2014-02-26 Thread Lars Buitinck
2014-02-25 7:52 GMT+01:00 Gael Varoquaux gael.varoqu...@normalesup.org:
 Extreme learning machine: theory and applications has 1285 citations
 and it got published in 2006; a  large number of citations for a fairly
 recent article. I believe scikit-learn could add such an interesting
 learning algorithm along with its variations (weighted ELMs, sequential
 ELMS, etc.)

 It does sound like a possible candidate for inclusion.

We have a PR that implements them, but in too convoluted a way. My
personal choice for implementing these would be a transformer doing a
random projection + nonlinear activation. That way, you can stack any
linear model on top (think SGDClassifier for large-scale work) and get
a basic ELM. I've toyed with this variant before (typing this from
memory):

class RandomHiddenLayer(BaseEstimator, TransformerMixin):
def __init__(self, n_components=100, random_state=None):
self.n_components = n_components
self.random_state = random_state
def fit(self, X, y=None):
random_state = check_random_state(self.random_state)
self.components_ = random_state.randn(n_components, X.shape[1])
return self
def transform(self, X):
return np.tanh(safe_sparse_dot(X, self.components_.T))

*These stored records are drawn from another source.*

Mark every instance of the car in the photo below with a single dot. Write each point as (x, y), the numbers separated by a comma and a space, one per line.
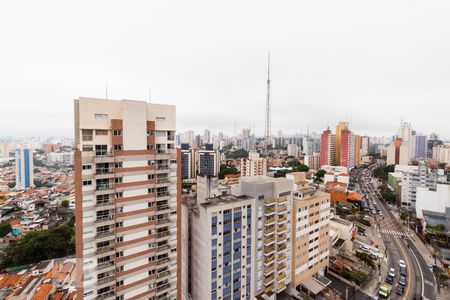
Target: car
(400, 290)
(391, 272)
(402, 280)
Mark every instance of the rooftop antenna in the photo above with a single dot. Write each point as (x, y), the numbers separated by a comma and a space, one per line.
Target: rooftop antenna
(267, 129)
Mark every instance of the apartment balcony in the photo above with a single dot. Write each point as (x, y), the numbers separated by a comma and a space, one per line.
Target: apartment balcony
(105, 249)
(282, 200)
(270, 269)
(107, 295)
(269, 241)
(269, 280)
(269, 289)
(269, 211)
(281, 209)
(269, 250)
(269, 202)
(103, 234)
(269, 231)
(269, 221)
(104, 219)
(106, 280)
(281, 238)
(269, 260)
(105, 265)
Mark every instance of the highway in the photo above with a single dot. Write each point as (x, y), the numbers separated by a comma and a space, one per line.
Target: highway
(398, 246)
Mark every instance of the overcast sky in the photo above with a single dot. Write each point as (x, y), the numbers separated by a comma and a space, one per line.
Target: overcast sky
(366, 62)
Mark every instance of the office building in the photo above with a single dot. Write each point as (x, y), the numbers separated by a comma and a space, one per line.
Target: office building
(126, 200)
(208, 161)
(272, 253)
(327, 148)
(254, 165)
(222, 243)
(310, 232)
(24, 168)
(412, 180)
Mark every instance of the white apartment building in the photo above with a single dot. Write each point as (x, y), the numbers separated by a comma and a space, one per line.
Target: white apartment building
(272, 229)
(412, 180)
(254, 165)
(222, 240)
(126, 178)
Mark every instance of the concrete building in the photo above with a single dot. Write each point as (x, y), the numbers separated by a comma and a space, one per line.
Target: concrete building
(412, 180)
(310, 232)
(24, 168)
(254, 165)
(272, 253)
(208, 161)
(126, 177)
(313, 161)
(327, 148)
(221, 253)
(441, 154)
(432, 200)
(293, 150)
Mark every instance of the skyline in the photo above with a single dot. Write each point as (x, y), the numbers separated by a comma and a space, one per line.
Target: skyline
(323, 68)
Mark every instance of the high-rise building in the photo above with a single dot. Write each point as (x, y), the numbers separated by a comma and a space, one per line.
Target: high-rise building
(222, 248)
(208, 161)
(126, 200)
(310, 226)
(347, 149)
(341, 126)
(327, 148)
(254, 165)
(24, 168)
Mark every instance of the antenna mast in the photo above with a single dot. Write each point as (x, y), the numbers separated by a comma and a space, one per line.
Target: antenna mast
(267, 129)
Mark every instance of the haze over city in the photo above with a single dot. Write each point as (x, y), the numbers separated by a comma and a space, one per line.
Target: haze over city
(393, 64)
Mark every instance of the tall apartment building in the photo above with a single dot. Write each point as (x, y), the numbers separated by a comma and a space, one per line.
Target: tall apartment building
(413, 179)
(327, 148)
(347, 150)
(272, 229)
(188, 167)
(310, 231)
(208, 161)
(24, 168)
(222, 241)
(341, 126)
(254, 165)
(126, 200)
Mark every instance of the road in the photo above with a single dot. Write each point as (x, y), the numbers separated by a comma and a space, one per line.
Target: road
(398, 246)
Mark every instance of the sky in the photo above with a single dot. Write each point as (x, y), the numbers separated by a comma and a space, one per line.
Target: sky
(369, 63)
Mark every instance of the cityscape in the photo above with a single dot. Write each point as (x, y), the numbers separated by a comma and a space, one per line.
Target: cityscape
(141, 198)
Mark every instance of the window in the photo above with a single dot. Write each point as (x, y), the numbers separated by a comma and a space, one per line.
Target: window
(86, 135)
(101, 132)
(101, 116)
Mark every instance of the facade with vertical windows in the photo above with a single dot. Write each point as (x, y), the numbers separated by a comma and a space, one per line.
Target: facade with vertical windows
(221, 253)
(126, 179)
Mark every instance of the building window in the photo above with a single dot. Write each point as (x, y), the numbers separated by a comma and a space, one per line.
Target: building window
(86, 135)
(101, 132)
(101, 116)
(87, 182)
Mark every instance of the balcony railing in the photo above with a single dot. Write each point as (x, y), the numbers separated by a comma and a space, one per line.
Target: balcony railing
(104, 219)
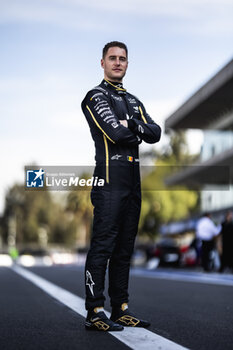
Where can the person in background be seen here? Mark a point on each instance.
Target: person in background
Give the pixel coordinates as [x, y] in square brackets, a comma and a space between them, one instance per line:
[227, 242]
[206, 231]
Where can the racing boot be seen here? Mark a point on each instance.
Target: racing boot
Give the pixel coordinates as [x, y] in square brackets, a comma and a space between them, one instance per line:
[123, 316]
[98, 321]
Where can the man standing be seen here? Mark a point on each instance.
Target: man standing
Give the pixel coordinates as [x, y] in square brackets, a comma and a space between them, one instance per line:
[119, 123]
[206, 231]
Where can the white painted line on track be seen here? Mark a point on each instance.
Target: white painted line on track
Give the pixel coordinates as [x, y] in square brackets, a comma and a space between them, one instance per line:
[135, 338]
[205, 278]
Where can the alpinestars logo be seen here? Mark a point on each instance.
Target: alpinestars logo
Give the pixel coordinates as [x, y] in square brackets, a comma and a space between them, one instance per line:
[89, 282]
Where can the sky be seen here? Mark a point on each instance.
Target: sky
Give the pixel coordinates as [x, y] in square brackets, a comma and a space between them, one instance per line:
[50, 53]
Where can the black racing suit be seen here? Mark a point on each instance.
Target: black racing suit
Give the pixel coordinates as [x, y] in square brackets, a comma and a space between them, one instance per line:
[117, 204]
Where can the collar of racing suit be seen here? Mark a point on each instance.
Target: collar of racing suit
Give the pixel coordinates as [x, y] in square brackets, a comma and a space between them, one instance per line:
[116, 87]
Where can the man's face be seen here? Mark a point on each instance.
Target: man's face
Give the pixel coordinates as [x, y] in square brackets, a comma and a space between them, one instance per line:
[115, 64]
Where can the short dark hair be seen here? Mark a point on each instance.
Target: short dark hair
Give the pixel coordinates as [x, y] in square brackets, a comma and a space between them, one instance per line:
[113, 44]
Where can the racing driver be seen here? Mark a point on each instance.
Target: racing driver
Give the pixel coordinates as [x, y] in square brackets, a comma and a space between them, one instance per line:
[118, 123]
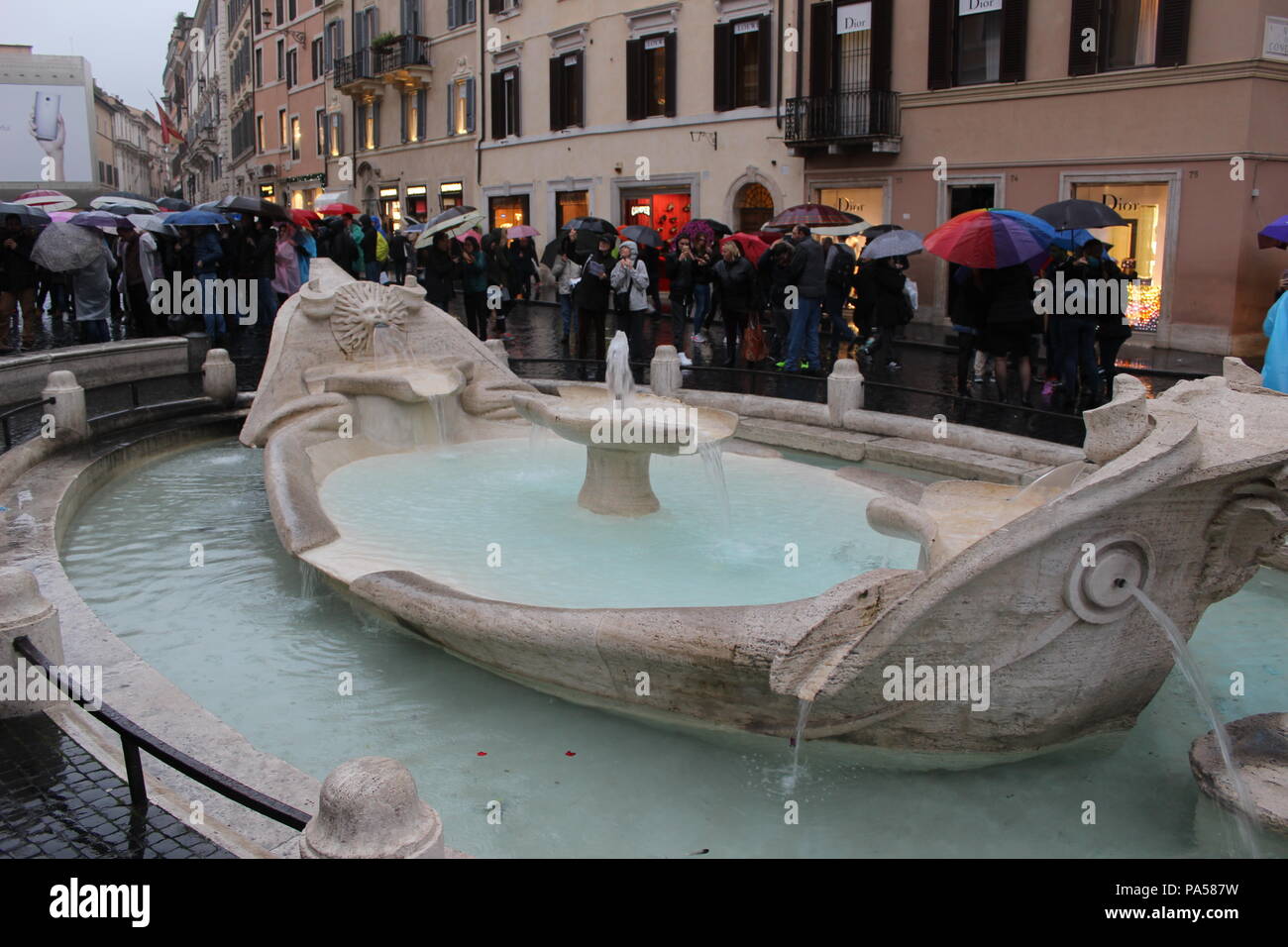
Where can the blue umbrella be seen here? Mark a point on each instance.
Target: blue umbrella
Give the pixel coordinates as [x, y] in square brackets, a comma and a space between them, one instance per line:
[196, 218]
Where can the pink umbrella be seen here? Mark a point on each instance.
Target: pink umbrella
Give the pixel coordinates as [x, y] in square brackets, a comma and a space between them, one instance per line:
[50, 201]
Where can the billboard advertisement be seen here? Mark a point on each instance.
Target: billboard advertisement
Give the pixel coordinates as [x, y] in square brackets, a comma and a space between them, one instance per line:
[44, 133]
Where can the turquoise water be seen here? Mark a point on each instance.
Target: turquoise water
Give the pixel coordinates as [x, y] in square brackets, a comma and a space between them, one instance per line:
[241, 635]
[500, 519]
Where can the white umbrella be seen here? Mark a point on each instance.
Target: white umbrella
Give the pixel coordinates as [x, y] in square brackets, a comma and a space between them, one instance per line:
[108, 201]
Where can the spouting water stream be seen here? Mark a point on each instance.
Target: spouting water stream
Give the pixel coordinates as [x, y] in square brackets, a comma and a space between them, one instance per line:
[798, 738]
[617, 375]
[712, 458]
[1245, 814]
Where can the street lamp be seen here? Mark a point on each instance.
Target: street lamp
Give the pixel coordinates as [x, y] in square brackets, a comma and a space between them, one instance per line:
[267, 17]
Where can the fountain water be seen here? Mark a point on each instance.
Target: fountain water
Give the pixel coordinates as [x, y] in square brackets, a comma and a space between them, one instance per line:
[712, 457]
[617, 375]
[1245, 815]
[803, 709]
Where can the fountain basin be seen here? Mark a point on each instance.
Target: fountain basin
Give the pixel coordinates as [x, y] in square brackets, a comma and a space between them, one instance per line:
[621, 440]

Now, make_pipeline(RandomHiddenLayer(), SGDClassifier()) is an ELM
except with regularized hinge loss instead of least squares. I guess
LDA can be used to get the real ELM.

I recently implemented baseline RBF networks in pretty much the same
way: k-means + RBF kernel + linear classifier. I didn't submit a PR
because it's just a pipeline of existing components.

 Chances are the Multi-layer perceptron PR would be completed before the
 summer, so it won't be included in the GSoC proposal.

 In order not to get into a scope creep, I compiled the following list of
 algorithms to be proposed for the GSoC 2014,

 1) Extreme Learning Machines  
 (http://sentic.net/extreme-learning-machines.pdf)
 1a) Weighted Extreme Learning Machines
 1b) Sequential Extreme Learning machines

Does sequential mean for sequence data?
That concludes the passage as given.